New observations of a highly variable pulsar using a satellite X-ray telescope combined with Earth-based radio telescopes are puzzling astronomers. The pulsar in question was discovered to flip between two states; one dominated by X-ray pulses, the other by a highly-organized pattern of radio pulses.
“There is a general agreement about the origin of the radio emission from pulsars: it is caused by highly energetic electrons, positrons and ions moving along the field lines of the pulsar’s magnetic field, and we see it pulsate because the rotation and magnetic axes are misaligned,” says Wim Hermsen from SRON, the Netherlands Institute for Space Research in Utrecht, The Netherlands, according to a news release from the European Space Agency. “How exactly the particles are stripped off the neutron star’s surface and accelerated to such high energy, however, is still largely unclear.”
Pulsars are spinning stars that are approximately the size of a city, according to a news release from the University of Manchester. They discharge oppositely directed beams of radiation from their magnetic poles. Some pulsars generate radiation across the entire electromagnetic spectrum. Despite being found more than four decades ago the exact mechanism by which pulsars shine is still unknown to scientists. While it is known that some radio pulsars can also be observed at X-ray frequencies, the X-ray signal is so weak that scientists know nothing of its variability.
To see if X-rays could flip like radio pulses scientists examined a pulsar called PSR B0943+10. This particular pulsar has radio pulses which change in form and brightness every few hours.
“The behavior of this pulsar is quite startling, it’s as if it has two distinct personalities,” says Dr Ben Stappers from The University of Manchester’s School of Physics and Astronomy. “As PSR B0943+10 is one of the few pulsars also known to emit X-rays, finding out how this higher energy radiation behaves as the radio changes could provide new insight into the nature of the emission process.”
Astronomers used the ESA’s XMM-Newtown to observe the pulsar. The observations occurred over six separate sessions of approximately six hours each.

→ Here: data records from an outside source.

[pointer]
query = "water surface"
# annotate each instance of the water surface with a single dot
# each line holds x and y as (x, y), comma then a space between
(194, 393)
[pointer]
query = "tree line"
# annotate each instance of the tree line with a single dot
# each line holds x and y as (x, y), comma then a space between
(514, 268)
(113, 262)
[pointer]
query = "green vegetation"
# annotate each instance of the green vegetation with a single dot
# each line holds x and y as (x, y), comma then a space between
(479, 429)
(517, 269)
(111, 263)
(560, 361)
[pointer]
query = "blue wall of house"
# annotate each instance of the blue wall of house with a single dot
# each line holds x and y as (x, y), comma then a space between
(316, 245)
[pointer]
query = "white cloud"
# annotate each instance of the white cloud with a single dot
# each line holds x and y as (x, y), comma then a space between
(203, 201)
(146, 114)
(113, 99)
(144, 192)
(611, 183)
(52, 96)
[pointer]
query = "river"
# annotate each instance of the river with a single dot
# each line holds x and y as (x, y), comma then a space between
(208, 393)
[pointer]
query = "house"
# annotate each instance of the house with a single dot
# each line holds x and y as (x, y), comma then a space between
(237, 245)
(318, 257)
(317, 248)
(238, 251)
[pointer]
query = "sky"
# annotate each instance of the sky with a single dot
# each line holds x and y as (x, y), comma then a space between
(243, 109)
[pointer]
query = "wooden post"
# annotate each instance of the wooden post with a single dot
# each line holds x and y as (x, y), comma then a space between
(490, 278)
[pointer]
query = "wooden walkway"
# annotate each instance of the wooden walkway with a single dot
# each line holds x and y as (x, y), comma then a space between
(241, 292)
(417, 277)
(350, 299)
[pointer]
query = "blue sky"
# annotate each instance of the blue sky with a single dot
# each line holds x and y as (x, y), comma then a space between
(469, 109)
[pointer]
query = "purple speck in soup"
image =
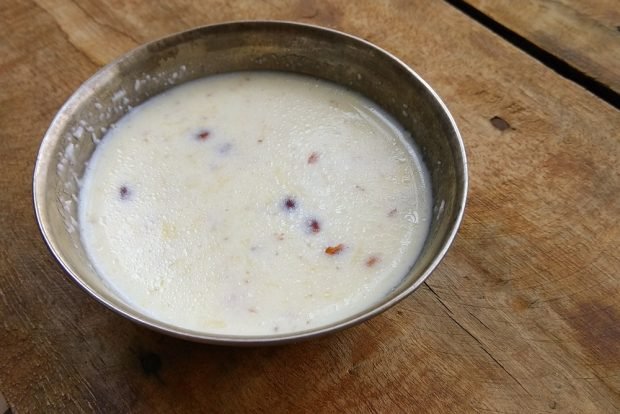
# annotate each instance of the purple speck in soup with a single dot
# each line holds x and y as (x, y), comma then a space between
(124, 192)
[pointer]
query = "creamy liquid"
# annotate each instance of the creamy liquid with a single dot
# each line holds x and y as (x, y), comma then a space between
(254, 203)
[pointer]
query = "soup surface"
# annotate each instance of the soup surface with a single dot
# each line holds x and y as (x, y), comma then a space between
(254, 203)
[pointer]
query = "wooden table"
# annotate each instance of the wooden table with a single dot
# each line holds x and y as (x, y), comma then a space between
(523, 315)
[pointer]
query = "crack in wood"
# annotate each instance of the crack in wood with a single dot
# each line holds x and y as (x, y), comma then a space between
(468, 332)
(553, 62)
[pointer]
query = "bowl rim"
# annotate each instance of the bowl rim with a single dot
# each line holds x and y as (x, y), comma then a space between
(42, 163)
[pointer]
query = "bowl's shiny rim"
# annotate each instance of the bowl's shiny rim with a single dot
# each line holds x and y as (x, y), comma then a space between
(43, 161)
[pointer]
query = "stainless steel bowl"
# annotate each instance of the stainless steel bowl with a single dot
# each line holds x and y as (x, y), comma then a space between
(259, 45)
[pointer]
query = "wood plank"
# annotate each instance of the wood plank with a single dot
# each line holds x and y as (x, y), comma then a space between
(521, 316)
(585, 34)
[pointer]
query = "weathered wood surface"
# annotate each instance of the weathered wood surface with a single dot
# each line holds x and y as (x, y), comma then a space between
(521, 316)
(585, 34)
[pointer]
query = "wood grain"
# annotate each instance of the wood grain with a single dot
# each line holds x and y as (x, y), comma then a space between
(585, 34)
(521, 316)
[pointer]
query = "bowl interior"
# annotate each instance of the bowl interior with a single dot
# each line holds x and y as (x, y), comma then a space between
(155, 67)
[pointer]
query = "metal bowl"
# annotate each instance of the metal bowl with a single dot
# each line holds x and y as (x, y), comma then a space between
(259, 45)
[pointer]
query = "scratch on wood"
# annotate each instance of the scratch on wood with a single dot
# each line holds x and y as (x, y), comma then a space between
(449, 313)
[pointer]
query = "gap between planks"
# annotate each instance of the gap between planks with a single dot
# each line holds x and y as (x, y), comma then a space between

Astronomers made several interesting discoveries:
- X-rays change their behavior at the same time as the radio emission.
- In the state where the radio signal is strong and organized the X-rays were weak
- When the radio emissions switched to weak the X-rays got brighter
“To our surprise we found that when the brightness of the radio emission halved, the X-ray emission brightened by a factor of two,” says Hermsen. “Furthermore the intense X-rays have a very different character from those in the radio-bright state, since they seem to be thermal in origin and to pulse with the neutron star’s rotation period.”
“As well as brightening in the X-rays we discovered that the X-ray emission also shows pulses, something not seen when the radio emission is bright,” adds Dr Ben Stappers from The University of Manchester’s School of Physics and Astronomy. “This was the opposite of what we had expected. I’ve likened the changes in the pulsar to a chameleon. Like the animal the star changes in reaction to its environment, such as a change in temperature.”
Researchers hope to examine other objects which have similar behavior to see what happens to the X-ray emission.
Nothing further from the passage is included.